Here’s something you won’t hear about from the American media: the Yesha Council, which essentially runs the West Bank settlements, is in the middle of a huge PR initiative. Ynetnews reported yesterday that NYTimes publisher Arthur Sulzberger, Jr. and executive editor Bill Keller visited Ariel this week, and that they “were given a tour of a number of settlements” and also met with Netanyahu and Fayyad. Yesha made sure to emphasize that it has both Israeli and Palestinian interests at heart by showing them the Barkan Industrial Park, which employs both groups, and the Ariel University Center of Samaria, where Arab students are apparently enrolled. Those settlers are such kind and gentle do-gooders.
And finally, is there a ray of hope for Israel-Turkey relations? There has always been tension between Jerusalem and Tel Aviv, but how about this analogy: Jerusalem is to Ankara as Tel Aviv is to Istanbul. Haaretz editor in chief Aluf Benn, who recently attended a conference on the crisis in Israeli-Turkish relations in Istanbul, wrote this week that:
Istanbul and Tel Aviv can fix what Ankara and Jerusalem broke. Mutual trade has increased by 30 percent since the beginning of the year. Israeli tourism has gone down, but it can return to its previous levels. And the prospect of bringing together the secular elites of both countries – who share the dream, and the challenges, of integrating into the West, as well as the anxiety over religious ascendance – is an opportunity.

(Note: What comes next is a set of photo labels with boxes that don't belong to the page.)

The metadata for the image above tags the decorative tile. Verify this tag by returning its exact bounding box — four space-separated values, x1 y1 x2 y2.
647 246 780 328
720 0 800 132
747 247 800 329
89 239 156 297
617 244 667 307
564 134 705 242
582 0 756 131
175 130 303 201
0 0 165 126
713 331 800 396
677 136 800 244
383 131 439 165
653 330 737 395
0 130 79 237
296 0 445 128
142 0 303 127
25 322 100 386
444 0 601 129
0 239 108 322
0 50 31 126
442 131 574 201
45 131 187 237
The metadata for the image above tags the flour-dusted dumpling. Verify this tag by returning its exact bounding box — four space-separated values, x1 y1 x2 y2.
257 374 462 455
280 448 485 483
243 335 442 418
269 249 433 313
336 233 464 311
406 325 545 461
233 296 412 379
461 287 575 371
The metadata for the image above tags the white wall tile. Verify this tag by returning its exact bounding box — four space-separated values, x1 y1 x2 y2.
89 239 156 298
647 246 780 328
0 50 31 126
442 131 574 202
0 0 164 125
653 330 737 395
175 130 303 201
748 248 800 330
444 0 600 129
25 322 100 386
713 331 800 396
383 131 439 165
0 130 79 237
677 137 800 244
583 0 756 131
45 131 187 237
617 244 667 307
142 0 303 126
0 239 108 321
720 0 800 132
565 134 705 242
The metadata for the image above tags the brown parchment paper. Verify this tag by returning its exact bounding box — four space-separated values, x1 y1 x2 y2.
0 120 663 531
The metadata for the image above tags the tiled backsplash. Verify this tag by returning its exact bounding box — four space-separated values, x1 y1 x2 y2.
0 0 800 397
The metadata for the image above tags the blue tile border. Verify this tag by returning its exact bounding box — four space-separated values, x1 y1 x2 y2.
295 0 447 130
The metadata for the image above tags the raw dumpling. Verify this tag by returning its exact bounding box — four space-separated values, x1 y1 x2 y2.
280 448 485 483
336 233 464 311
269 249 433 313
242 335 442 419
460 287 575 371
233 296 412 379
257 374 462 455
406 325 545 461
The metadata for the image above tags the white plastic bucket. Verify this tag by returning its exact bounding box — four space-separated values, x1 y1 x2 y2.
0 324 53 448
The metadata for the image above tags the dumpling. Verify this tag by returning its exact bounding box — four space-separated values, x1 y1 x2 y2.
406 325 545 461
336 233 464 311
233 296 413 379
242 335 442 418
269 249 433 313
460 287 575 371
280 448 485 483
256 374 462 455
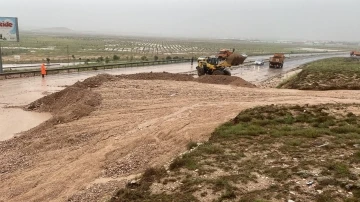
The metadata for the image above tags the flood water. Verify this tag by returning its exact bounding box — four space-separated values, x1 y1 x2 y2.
0 54 346 141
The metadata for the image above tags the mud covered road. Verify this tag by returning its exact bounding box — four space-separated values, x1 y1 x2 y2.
0 53 345 140
0 75 360 201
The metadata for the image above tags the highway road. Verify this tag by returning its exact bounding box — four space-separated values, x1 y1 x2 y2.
0 53 348 141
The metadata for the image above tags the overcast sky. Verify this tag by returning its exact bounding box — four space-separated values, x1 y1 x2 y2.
0 0 360 41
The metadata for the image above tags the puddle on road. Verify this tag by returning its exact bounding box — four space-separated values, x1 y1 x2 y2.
0 105 51 141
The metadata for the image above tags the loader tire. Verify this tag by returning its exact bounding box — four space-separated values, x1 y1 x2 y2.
196 66 205 76
212 70 225 75
224 69 231 76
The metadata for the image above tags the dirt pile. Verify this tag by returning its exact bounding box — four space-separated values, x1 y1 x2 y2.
25 74 107 125
116 72 195 81
73 74 116 88
116 72 256 88
196 75 256 88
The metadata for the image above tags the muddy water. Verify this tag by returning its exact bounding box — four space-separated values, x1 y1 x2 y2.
0 79 61 141
231 54 348 84
0 105 51 141
0 54 345 141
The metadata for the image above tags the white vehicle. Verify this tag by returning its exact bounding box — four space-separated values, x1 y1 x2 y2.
254 60 265 65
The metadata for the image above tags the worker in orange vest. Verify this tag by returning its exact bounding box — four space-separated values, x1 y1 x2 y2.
41 64 46 78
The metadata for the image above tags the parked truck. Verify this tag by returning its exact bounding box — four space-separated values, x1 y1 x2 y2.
269 53 285 68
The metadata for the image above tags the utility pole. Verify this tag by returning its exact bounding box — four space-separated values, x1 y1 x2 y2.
0 43 3 74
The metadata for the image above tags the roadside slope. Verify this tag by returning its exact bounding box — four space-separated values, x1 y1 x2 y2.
0 74 360 201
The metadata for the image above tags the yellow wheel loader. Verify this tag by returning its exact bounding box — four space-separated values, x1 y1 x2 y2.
196 54 247 76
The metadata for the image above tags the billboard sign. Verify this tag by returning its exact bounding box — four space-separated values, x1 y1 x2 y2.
0 17 19 42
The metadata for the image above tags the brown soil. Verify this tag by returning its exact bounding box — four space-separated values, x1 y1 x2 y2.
117 72 194 81
117 72 255 88
0 75 360 202
197 75 255 88
25 74 116 126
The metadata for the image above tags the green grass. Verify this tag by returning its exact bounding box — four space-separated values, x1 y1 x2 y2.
278 58 360 90
112 104 360 202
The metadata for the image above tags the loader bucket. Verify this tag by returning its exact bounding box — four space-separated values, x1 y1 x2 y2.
226 53 247 66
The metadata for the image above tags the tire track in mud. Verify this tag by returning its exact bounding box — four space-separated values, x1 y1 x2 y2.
0 73 360 201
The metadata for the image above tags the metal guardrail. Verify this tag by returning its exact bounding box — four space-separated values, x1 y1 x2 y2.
0 59 191 79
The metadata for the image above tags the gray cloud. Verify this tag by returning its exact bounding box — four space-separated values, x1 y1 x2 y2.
0 0 360 41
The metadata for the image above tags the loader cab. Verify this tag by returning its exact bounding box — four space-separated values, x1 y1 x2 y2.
206 56 219 65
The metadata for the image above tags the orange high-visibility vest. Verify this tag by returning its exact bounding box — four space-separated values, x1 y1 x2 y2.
41 64 46 75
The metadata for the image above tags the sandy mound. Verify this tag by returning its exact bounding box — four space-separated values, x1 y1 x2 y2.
117 72 195 81
25 75 105 125
196 75 256 88
73 74 116 88
116 72 256 88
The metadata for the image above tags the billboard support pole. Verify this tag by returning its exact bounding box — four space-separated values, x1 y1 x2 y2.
0 43 3 74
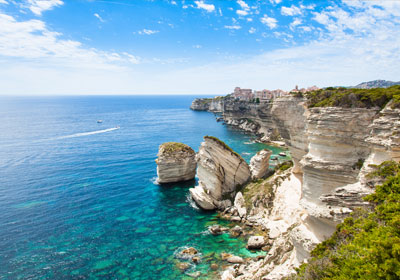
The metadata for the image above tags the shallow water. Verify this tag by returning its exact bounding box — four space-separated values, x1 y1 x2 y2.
0 96 280 279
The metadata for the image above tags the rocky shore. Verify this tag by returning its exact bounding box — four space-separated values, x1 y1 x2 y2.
156 142 197 184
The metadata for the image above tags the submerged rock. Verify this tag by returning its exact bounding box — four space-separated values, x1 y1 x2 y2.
176 263 190 271
181 247 198 255
156 142 196 184
230 226 243 237
227 256 244 263
250 149 272 180
190 136 250 210
234 192 247 218
247 236 265 249
208 225 228 235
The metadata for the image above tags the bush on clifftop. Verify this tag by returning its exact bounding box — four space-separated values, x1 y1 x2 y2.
305 85 400 109
291 162 400 280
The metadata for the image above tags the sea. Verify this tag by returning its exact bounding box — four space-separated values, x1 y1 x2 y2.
0 96 288 280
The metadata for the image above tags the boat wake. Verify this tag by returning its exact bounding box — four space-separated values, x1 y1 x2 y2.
50 126 119 140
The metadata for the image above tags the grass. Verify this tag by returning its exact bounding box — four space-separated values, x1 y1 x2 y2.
204 135 245 161
304 85 400 109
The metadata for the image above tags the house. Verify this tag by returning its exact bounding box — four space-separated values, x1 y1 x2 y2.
232 87 254 101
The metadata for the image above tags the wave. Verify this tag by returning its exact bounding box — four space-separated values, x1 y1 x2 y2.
49 127 119 140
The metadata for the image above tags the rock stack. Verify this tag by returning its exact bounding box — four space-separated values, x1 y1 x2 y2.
190 136 250 210
156 142 196 184
250 149 272 180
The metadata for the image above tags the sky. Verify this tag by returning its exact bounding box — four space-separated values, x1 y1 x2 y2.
0 0 400 95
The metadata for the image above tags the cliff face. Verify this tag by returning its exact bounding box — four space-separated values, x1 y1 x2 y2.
190 97 224 113
222 99 276 140
195 96 400 279
190 136 250 210
156 142 196 184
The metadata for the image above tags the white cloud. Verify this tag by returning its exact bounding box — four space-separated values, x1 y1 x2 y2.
236 10 249 16
281 5 302 16
93 13 104 22
224 25 242 30
261 15 278 29
138 28 160 35
194 0 215 13
290 18 302 28
0 13 139 68
28 0 64 16
237 0 250 11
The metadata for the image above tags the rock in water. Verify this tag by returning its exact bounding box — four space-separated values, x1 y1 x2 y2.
227 256 244 263
190 136 250 210
247 236 265 249
250 149 272 180
156 142 196 184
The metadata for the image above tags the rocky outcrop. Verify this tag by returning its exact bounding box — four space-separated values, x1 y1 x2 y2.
190 96 224 113
156 142 197 184
233 192 247 218
250 149 272 180
189 96 400 279
190 136 250 210
190 98 212 111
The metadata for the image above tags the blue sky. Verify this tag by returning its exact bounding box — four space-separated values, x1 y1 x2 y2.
0 0 400 95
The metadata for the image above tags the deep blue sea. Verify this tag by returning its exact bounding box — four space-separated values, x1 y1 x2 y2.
0 96 280 279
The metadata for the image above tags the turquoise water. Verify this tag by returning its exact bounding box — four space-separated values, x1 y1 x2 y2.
0 96 280 279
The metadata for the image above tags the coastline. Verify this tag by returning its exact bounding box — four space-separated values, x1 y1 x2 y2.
187 89 400 279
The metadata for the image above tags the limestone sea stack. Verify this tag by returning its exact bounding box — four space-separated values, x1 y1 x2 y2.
190 136 250 210
156 142 196 184
250 149 272 180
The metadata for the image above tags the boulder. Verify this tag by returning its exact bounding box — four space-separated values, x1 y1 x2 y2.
221 253 233 261
190 136 250 210
230 226 243 237
250 149 272 180
181 247 198 255
176 263 190 271
156 142 197 184
234 192 247 218
189 186 217 210
247 236 265 249
227 256 244 263
192 256 200 264
208 225 228 235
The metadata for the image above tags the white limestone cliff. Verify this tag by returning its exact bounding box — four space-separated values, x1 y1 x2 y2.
190 136 250 210
156 142 197 184
250 149 272 180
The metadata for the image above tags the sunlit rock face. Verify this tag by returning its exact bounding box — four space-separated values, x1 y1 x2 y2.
190 136 250 210
156 142 197 184
301 107 378 223
250 149 272 180
271 96 309 173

Secular Turks are similar to secular Tel Avivians; There is a new restaurant in the Pera quarter of Istanbul, “Bird”, that attracts a stylish crowd and it’s tough to get a table, just as in Rothschild Boulevard’s Cantina.
I think he has a point. Even if formal relations do not flourish, there are other avenues, because the interest is there. Turkey wants to Westernize and eventually be accepted into the European Union (which won’t happen), and Israel can help with economic and cultural development. There might actually be something to this. Nothing like a bit of optimism on a Friday. Whatever that means.